But we can change that. Here's how I did.
Over the course of a few months, as I developed a consistent yoga practice, my arms started to change. I felt stronger. I was stronger. I could do a push-up without collapsing for the first time in my life. I also started lifting weights to build muscle. I loved that I could pick up heavy boxes without panting or open tomato jars without feeling like my fingers were going to break. When I felt strong, I really began to feel in my body.
I also stopped engaging in body shaming. When my friends complained over brunch about how much they hated a part of themselves, I stopped agreeing with them and adding fuel to the fire. I forced myself to say positive things in the mirror. I banned all negativity from my brain and my mouth.
When you stop body-shaming yourself and others, you will feel your worth. You will come to know it. You will eventually grow to love that part of your body that you absolutely detested before.
I researched myriad diets and incorporated more healthy foods like fruits and vegetables into my meals. I wanted to feel better internally—and I knew my eating habits could help. I told myself over and over that my self-improvement was in the service of a healthier, happier me rather than a skinnier, prettier one.
When I shifted my thinking toward improving my health rather than trying to look a certain way, I was truly happier.
I wrote a list of reasons I used to hate my arms and then described how I feel about them now. When you start thinking of your body as a functional mechanism, your negativity will dissipate.
When I became a yoga teacher, I studied human anatomy in depth, and I had an epiphany. The body is a convoluted system with one function: to help you live your life.

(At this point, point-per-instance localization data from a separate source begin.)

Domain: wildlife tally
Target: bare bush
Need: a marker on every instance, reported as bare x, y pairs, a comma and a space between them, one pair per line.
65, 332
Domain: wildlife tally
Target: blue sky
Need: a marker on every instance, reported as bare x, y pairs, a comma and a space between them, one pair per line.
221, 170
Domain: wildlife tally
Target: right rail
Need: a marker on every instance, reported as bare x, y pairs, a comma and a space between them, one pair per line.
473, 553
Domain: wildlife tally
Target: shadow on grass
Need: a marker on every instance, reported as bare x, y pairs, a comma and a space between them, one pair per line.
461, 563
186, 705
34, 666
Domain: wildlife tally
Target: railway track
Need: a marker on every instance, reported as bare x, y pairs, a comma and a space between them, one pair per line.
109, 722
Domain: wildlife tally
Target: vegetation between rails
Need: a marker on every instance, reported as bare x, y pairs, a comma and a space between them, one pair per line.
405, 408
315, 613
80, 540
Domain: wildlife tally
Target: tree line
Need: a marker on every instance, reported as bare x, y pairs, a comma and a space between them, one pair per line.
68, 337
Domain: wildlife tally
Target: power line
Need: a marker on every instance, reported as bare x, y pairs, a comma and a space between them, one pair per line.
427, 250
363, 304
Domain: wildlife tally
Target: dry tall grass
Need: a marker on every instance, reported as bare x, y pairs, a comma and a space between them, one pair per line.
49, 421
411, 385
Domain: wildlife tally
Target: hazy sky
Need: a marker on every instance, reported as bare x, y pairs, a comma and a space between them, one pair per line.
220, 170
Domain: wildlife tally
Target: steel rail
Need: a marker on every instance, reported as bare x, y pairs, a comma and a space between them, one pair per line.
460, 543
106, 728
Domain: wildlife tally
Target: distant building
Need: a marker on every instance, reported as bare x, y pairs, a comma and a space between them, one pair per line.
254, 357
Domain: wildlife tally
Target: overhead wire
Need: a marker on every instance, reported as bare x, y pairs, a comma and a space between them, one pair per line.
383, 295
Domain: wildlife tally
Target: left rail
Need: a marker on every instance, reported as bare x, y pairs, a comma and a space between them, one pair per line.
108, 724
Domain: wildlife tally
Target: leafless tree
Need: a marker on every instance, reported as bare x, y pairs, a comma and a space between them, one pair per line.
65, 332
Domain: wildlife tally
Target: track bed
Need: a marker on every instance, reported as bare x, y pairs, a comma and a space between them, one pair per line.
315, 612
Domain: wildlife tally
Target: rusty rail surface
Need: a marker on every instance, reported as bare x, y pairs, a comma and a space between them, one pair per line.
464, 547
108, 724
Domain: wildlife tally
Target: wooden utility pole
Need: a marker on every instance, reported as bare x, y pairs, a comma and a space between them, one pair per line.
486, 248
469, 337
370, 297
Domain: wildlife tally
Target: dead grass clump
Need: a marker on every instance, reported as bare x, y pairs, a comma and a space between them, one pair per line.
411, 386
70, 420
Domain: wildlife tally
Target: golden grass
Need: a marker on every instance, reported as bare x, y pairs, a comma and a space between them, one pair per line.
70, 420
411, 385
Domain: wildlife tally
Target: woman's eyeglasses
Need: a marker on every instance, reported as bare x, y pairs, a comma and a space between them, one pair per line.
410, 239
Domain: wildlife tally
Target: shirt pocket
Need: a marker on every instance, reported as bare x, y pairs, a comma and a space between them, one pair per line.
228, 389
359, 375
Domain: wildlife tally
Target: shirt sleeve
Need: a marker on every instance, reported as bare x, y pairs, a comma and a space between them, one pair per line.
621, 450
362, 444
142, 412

You don’t have to become an anatomy geek to appreciate your body. Just accept that the body you were born with will reward you when you treat it right. The part or parts that you dislike are probably things another person wishes they had. Reflect on the things you can control and accept the things you can't. Stop trying to conform to someone else’s standards of beauty. You don't belong in someone else's body. If you can find the beauty in yourself, others will find it, too.